Not all were abysmal efforts, at least right away. But in the end, each and every attempt at making the Argos matter more to Toronto sports fans has ended in frustration and surrender.

Which brings us to the summer of 2016 and the Argonauts launch of their first season at BMO Field, a place from which they’d been barred before MLSE chairman Larry Tanenbaum and Bell formed a partnership to buy the team last spring.

There’s an opportunity here.

Debating just how big that opportunity is and how best to exploit it are what the city’s small legion of hardcore Canadian Football League fans have been pondering through the run-up to this season.

It’s been an awfully long time since the Argonauts really mattered in football terms to Torontonians, so the organization can’t really play the “remember when” card to the current generation.

And marketing CFL football itself to a cynical population of mostly NFL fans isn’t going to stand much of a shot either.

So the Argonauts are instead selling the one thing they haven’t been able to deliver to fans since the glory days of the 1970s and 80s when throngs used to pack old Exhibition Stadium.

They’re selling the experience.

In football, the fan experience can be as important as anything that happens on the field.
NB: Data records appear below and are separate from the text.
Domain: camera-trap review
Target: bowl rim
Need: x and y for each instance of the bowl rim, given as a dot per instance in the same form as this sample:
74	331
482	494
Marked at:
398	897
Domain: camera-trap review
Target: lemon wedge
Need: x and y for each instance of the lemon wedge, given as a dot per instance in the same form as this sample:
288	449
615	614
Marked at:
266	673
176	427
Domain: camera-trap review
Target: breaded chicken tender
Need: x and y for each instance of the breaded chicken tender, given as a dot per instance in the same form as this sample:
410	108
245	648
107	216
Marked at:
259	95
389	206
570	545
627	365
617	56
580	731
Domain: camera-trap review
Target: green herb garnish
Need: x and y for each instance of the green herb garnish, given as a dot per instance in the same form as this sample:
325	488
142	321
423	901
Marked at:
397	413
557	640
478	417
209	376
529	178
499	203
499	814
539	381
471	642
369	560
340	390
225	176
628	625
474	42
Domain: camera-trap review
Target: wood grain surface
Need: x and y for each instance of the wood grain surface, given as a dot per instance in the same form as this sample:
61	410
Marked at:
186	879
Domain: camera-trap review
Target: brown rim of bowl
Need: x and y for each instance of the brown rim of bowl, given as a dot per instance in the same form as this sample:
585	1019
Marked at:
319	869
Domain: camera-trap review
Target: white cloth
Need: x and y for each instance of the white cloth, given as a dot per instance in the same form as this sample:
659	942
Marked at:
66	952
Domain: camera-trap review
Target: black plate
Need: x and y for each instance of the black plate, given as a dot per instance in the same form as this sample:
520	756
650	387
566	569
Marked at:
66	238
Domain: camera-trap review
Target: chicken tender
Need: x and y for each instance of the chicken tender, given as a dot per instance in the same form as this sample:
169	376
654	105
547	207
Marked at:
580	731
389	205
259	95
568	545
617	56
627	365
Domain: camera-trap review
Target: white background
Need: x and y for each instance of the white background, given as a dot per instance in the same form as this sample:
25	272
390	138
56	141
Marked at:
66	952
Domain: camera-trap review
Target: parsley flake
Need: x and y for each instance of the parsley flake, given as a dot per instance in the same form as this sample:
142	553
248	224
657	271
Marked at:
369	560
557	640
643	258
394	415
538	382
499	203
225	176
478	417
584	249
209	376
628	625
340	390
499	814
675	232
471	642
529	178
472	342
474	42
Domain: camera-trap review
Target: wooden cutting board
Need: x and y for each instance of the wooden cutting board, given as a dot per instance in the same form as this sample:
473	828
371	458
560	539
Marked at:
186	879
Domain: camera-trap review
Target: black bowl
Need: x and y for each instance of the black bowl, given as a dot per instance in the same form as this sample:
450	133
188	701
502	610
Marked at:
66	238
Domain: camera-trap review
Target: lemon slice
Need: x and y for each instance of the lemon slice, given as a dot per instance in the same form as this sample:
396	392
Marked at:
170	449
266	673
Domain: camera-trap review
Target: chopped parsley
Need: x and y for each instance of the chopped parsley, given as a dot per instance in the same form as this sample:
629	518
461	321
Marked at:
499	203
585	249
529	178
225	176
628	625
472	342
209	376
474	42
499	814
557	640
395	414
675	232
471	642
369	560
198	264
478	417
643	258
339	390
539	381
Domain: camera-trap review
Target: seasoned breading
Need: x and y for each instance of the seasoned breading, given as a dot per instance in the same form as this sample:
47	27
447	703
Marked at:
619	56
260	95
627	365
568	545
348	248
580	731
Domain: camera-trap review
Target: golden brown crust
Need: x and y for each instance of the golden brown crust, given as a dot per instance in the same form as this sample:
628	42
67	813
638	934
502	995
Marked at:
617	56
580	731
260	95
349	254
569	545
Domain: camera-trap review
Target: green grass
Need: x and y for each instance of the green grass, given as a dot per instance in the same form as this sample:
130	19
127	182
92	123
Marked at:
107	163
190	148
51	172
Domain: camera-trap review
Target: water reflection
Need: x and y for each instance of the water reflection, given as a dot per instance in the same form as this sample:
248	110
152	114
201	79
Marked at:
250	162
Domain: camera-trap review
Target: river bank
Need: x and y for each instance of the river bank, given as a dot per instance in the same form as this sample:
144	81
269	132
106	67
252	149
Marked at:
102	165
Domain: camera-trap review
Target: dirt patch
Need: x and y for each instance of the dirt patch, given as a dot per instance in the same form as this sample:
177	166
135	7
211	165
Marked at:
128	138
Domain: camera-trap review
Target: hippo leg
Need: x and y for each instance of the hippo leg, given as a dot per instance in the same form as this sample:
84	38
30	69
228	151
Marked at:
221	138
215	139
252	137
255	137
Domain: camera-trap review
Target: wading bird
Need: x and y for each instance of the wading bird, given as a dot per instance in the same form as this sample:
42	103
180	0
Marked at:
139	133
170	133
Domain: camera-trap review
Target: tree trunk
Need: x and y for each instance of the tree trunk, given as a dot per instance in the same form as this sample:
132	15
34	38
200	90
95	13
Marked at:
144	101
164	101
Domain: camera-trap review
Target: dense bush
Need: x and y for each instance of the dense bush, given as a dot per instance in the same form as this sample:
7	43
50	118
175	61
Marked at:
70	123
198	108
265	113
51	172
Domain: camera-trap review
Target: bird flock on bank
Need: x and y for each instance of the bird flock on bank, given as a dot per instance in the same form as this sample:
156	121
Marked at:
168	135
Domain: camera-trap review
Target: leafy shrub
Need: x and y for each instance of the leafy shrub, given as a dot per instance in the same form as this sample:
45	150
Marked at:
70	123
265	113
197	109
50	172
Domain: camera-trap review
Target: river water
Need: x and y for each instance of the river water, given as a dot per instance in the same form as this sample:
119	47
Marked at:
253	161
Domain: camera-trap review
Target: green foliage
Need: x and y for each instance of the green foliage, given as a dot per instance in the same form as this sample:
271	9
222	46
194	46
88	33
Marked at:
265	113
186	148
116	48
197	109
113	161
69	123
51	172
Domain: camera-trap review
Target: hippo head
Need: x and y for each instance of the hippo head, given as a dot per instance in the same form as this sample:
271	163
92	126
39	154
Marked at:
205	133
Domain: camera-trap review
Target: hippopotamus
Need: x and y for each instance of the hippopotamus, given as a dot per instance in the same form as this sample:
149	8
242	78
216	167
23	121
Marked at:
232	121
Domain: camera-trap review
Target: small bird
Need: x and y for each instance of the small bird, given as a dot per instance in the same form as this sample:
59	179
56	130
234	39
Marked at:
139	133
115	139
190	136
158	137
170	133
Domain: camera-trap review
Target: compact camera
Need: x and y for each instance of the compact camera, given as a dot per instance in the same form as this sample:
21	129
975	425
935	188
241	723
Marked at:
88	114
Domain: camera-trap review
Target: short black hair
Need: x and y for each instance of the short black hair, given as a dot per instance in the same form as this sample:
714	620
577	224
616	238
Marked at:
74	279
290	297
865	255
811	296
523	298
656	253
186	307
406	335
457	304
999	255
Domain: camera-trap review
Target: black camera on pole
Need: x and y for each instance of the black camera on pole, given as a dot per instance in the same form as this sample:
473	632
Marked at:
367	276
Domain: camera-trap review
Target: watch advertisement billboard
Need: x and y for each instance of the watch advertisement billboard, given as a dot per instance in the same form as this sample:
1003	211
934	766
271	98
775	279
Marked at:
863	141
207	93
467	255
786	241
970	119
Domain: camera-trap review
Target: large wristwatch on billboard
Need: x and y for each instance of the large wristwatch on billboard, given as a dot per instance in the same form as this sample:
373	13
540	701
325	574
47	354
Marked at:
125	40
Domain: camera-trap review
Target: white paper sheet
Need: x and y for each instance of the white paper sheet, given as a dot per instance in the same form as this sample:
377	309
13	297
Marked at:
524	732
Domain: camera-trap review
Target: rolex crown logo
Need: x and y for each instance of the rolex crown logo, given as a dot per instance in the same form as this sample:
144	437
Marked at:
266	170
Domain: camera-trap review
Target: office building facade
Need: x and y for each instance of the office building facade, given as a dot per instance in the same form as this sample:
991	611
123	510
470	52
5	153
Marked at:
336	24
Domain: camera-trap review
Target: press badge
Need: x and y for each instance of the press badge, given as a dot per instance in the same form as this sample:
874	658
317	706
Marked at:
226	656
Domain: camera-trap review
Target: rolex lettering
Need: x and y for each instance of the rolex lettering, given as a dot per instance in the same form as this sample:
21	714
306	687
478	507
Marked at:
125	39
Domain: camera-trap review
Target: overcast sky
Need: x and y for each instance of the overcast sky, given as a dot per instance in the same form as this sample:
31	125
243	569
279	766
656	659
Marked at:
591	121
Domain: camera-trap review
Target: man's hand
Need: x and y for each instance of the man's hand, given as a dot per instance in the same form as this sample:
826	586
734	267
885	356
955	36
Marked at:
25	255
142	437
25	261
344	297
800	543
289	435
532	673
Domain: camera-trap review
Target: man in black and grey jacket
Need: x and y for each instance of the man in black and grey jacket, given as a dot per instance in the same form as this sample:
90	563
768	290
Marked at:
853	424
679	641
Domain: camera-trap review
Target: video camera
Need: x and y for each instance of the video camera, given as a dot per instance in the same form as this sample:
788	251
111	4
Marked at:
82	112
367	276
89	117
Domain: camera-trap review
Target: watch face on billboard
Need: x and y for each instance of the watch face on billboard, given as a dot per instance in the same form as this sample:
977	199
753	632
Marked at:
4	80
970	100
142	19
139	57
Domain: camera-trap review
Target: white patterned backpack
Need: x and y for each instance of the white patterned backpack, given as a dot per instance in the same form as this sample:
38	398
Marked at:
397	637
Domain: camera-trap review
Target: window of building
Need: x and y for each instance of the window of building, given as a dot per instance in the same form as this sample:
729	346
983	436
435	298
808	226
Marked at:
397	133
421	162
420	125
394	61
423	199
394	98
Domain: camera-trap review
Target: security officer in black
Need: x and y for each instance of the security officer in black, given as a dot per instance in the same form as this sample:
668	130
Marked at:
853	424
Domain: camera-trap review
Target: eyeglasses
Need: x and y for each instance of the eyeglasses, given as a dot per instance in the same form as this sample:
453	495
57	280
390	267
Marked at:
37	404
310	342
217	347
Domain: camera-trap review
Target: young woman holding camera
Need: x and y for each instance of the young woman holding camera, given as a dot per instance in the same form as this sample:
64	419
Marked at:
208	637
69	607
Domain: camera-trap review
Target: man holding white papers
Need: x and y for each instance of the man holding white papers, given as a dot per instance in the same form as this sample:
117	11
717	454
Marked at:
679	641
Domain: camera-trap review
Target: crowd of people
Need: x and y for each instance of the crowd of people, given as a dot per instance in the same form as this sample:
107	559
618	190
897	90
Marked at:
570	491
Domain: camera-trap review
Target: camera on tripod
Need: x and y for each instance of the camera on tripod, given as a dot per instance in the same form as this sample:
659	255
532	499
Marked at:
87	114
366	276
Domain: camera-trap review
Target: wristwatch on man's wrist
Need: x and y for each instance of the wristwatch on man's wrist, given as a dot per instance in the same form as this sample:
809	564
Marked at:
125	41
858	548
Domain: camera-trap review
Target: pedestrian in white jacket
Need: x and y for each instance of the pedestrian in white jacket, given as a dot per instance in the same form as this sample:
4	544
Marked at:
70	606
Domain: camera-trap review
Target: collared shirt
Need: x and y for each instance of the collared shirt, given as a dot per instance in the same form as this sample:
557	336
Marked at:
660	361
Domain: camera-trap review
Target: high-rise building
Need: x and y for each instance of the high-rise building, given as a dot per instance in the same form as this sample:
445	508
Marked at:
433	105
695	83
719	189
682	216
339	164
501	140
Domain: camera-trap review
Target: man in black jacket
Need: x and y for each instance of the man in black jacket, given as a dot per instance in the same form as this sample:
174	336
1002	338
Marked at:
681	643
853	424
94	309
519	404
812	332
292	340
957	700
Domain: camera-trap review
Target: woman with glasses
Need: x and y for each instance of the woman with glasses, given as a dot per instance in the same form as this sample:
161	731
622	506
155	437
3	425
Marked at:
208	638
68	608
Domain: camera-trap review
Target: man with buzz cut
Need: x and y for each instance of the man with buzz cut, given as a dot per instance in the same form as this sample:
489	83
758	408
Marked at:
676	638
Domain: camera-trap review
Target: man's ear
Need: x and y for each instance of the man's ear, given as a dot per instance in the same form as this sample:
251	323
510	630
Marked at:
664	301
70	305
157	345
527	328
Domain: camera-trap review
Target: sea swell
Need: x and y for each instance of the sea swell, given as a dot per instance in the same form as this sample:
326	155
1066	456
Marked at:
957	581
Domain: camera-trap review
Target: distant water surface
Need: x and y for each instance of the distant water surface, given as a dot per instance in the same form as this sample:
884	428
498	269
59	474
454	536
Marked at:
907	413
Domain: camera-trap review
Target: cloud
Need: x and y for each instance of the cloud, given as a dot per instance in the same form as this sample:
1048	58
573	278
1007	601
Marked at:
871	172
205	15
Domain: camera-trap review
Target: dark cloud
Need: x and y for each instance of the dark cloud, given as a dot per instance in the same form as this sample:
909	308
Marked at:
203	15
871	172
The most iconic venues in the sport at any level — CFL, NFL, or NCAA — tend to be places where the energy level is off the chart.

Fans who’ve visited those places may not forever recall what happened on the field that day, but they’ll surely recall what it felt like to be there.

There are all kinds of reasons why the Argonauts don’t occupy the same place they place they once did in Toronto, from increased competition in the marketplace to the CFL’s own various struggles.

But it sure hasn’t helped that while the Argonauts have been struggling for relevance, Rogers Centre football delivered one of the saddest fan experiences anywhere, the antithesis of what going to a football game is supposed to feel like.

Undersized crowds in a stale, characterless environment; all of it feeding the passivity of the fans who wound up feeling as though they were watching football in a shopping mall.

In fact, to try and make someone an Argonauts fan, the last thing you would do was take them to a game.

That’s why even the occasional peak in interest, such as the Argos winning the 100th Grey Cup game in 2012 before 50,000 fans at the Rogers Centre, proved to be merely a blip. For when the smoke had cleared and the Argos tried to harness that excitement for the next season, they were still left selling the same unappealing antiseptic football experience as always.

The Argonauts are promising things are different, a message they’ve been delivering via promotional ads this spring. There’s not a mention of football, no highlighting the team’s stars or its prospects for the season.

No, this is all about fun, going after not so much football fans as much as fans of a good time. In the process, they hope to flip the demographic to a younger, hipper crowd, with a brighter future and more disposable income than those dwindling numbers of fans still holding on from the 1980s.

Can that really be done in Toronto, where the level of cynicism about three-down football is significantly higher than anywhere else, including big cities like Vancouver and Montreal?

It’s fair to suggest it won’t be a quick fix, not with more than a generation of Torontonians having grown up not caring very much about the Argos or the CFL.

There’s going to have to be a slow build here, one built on tailgating, and enthusiastic stadium atmosphere that turn those nine dates a year at BMO Field into the place to be.

The football, well that's a different conversation, one that still eludes most sports fans in Toronto.

But the first step to changing that is giving people a reason to be there.